Es stimmt: Das Grundgesetz enthält keine Definition des Begriffes „Ehe“. So wie es etwa keine Definitionen der Begriffe „Religion“ oder „Forschung“ und „Lehre“ oder des Adjektivs „friedlich“ enthält. Eine solche Definition war nicht nötig, da der Begriff seit eh und je in Europa unstrittig ist. Im übrigen hat das Bundesverfassungsgericht eine solche Definition nachgeholt, als es darum ging, die Lebenspartnerschaften von der Ehe abzugrenzen. Das war vor ungefähr einem Jahrzehnt; es ist abwegig, zu meinen, der vielbeschworene Wertewandel würde in wenigen Jahren die Bedeutung eines seit uralten Zeiten wohlbestimmten Begriffes grundlegend ändern.
Die Beispiele von Gesetzesänderungen, die angeführt werden, betreffen erstens nur einfache Gesetze; sie taugen deshalb in der vorliegenden Frage nicht als Argumente. Zweitens ging es dabei um Fragen, über die im Laufe der Geschichte sich die Bewertungen immer wieder geändert haben, während sich am Begriff der Ehe als Gemeinschaft von Mann und Frau mit dem Ziel, Kinder in die Welt zu setzen und großzuziehen sich in Jahrtausenden nichts geändert hat.

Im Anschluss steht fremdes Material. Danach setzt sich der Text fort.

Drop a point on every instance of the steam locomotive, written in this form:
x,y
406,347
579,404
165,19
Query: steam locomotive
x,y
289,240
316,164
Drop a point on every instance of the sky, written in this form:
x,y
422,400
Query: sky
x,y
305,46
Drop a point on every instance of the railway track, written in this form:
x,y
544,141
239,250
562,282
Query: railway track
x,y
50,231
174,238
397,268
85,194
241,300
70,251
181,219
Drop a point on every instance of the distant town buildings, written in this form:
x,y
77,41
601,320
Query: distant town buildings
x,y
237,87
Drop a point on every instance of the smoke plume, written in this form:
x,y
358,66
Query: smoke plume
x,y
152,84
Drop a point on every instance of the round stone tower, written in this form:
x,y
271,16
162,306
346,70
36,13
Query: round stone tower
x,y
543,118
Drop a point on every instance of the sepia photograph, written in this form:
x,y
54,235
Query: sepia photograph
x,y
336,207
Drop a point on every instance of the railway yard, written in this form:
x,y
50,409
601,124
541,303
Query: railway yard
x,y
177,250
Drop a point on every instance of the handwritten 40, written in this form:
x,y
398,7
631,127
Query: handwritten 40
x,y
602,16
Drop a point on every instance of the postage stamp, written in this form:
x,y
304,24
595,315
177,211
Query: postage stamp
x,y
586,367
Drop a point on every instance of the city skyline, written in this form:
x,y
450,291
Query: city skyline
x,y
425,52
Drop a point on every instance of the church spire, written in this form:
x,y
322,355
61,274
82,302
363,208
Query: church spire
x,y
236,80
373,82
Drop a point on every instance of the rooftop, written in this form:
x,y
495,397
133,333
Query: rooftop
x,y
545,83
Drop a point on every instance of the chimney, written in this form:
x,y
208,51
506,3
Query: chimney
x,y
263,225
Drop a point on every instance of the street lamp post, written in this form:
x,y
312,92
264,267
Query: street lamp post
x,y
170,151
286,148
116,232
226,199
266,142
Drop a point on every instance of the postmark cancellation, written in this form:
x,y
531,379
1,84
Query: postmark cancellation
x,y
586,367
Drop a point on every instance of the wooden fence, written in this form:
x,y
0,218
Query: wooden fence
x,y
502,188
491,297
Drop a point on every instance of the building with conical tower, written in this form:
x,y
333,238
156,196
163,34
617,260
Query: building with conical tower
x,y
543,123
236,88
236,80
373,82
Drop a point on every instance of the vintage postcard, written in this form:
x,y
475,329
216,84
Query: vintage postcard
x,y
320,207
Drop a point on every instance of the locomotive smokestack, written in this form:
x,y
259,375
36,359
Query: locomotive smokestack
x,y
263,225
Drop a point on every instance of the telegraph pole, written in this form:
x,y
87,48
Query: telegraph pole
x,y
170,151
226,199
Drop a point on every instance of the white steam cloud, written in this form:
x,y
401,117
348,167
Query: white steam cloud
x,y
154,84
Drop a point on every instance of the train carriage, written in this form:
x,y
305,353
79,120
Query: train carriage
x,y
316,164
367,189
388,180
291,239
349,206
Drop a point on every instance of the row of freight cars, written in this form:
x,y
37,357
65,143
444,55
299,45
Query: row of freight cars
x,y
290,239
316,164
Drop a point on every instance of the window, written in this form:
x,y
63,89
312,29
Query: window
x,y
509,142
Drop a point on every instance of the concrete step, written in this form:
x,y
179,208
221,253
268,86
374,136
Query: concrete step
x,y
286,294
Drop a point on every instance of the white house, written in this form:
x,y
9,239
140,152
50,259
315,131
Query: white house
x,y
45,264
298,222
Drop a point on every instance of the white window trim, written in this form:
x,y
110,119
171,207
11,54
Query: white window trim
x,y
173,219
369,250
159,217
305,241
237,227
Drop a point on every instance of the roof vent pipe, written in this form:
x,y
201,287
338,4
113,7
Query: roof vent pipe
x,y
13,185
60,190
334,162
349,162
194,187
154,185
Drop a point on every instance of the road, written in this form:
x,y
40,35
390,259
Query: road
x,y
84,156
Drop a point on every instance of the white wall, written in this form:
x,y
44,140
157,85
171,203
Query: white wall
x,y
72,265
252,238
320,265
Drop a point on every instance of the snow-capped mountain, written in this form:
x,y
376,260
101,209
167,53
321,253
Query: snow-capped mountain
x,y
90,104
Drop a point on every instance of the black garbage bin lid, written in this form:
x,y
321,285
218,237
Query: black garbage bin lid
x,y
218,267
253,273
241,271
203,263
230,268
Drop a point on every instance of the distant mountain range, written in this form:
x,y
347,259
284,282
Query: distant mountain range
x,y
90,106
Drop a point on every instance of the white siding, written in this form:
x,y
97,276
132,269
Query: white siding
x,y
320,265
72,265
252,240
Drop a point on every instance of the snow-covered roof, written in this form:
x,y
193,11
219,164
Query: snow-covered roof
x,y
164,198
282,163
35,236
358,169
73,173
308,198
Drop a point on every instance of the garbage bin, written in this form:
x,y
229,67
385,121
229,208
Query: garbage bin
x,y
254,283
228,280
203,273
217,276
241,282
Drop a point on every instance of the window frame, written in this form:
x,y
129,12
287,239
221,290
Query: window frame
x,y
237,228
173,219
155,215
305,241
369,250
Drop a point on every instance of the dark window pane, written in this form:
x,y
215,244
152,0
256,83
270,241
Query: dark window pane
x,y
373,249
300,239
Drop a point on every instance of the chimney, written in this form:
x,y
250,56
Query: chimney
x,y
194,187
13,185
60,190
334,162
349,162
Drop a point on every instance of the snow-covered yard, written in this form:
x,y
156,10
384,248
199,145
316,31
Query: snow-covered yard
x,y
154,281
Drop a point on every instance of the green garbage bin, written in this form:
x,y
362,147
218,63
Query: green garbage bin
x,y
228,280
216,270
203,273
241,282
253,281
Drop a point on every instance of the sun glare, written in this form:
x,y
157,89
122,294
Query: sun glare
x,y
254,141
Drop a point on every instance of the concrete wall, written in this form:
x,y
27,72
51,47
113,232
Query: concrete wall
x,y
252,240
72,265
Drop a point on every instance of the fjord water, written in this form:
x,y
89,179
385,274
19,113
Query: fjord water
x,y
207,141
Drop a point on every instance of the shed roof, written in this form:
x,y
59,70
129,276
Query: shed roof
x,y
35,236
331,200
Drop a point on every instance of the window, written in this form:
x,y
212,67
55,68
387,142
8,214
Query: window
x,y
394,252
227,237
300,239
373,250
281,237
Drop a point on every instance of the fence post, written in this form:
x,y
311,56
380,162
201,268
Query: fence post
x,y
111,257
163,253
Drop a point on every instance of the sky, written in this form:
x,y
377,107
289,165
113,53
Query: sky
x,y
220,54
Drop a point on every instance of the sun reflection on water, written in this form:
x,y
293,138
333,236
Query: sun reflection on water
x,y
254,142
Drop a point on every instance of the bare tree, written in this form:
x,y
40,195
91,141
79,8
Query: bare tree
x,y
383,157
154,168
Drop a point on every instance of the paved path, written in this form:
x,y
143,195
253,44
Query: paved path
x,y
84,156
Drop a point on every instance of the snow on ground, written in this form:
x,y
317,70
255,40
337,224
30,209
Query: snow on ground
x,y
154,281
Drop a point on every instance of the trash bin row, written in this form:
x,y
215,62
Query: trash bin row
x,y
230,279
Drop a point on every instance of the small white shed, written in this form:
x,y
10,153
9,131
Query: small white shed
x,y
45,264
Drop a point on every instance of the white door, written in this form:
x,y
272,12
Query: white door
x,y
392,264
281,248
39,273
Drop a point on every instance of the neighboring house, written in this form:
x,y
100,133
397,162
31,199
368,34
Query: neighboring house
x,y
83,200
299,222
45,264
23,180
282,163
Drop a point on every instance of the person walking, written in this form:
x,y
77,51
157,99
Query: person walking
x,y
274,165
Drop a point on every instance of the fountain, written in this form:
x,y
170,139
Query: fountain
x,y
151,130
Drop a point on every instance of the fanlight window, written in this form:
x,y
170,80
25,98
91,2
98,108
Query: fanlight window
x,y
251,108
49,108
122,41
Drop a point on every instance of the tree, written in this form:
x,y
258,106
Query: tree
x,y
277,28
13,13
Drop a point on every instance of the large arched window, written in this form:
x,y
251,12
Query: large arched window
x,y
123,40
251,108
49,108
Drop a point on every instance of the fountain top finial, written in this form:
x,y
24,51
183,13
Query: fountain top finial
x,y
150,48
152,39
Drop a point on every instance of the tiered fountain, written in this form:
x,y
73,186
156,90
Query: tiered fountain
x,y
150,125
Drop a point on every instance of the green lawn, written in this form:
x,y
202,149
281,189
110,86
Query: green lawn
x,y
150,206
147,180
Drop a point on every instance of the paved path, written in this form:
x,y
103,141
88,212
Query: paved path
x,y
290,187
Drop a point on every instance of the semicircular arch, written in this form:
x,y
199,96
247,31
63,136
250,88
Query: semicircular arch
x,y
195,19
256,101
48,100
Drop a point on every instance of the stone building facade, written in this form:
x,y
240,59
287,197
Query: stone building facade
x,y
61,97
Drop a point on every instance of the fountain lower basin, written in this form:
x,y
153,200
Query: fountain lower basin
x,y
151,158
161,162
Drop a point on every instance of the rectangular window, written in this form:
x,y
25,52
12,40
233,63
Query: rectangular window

Homosexualität etwa war während der gesamten Antike – wir sprechen von einem knappen Jahrtausend – eine Lebensform, zu der man sich offen bekennen konnte, ohne irgendetwas befürchten zu müssen. So haben die Soldaten des gewiss nicht zimperlichen Julius Caesar auf dessen bisexuellen Eskapaden ungestraft Spottlieder gesungen. Aber die Ehe hat man schon damals wie überhaupt in allen mir bekannten Kulturen eindeutig in der hier gerade erläuterten Form verstanden. Selbst die – seltenen – Vielehen waren oft nur eine Hereinnahme unversorgter Geschwister in die neu zu gründende Familie und wichen von dem grundlegenden Dreiklang Mann – Frau – Kind nicht ab.
Sich auf eine Meinungsumfrage zu berufen, kann doch wohl nicht ernst gemeint sein. Gesetzgeber ist der Bundestag und nicht die Gilde der Demoskopen. Und soll das höchst unzuverlässige Instrument der Meinungsumfrage zur Messung eines „Wertewandels“ taugen?
Es bleibt dabei: Das Parlament hat sich um eine Grundgesetzänderung gedrückt.
Im übrigen: Was sollen die etwas dunkel formulierten Hinweise, im Zusammenhang mit der Gesetzesänderung sei sehr ernsthaft über die Ehe diskutiert worden, ja, man habe geradezu den Respekt, den dieser Institution entgegengebracht werde, bei den Debatten spüren können ( wenn ich die vagen Formulierungen in dem Brief so auf den Punkt bringen darf) ? Da kann doch unmöglich das Kasperltheater gemeint sein, das die grüne Fraktion mit ihren Luftschlangen und ähnlichen Kindergeburtstagsutensilien im Bundestag veranstaltet hat.
Ein Kommentar, der kaum treffender sein könnte. Danke für den Lesevergenuss, Herr Dr. Brosowski!
„Lesegenuss“ muss es natürlich heißen. Das kann dabei herauskommen, wenn der anfängliche Begriff „Lesevergnügen“ zum „Lesegenuss“ abgeändert wird.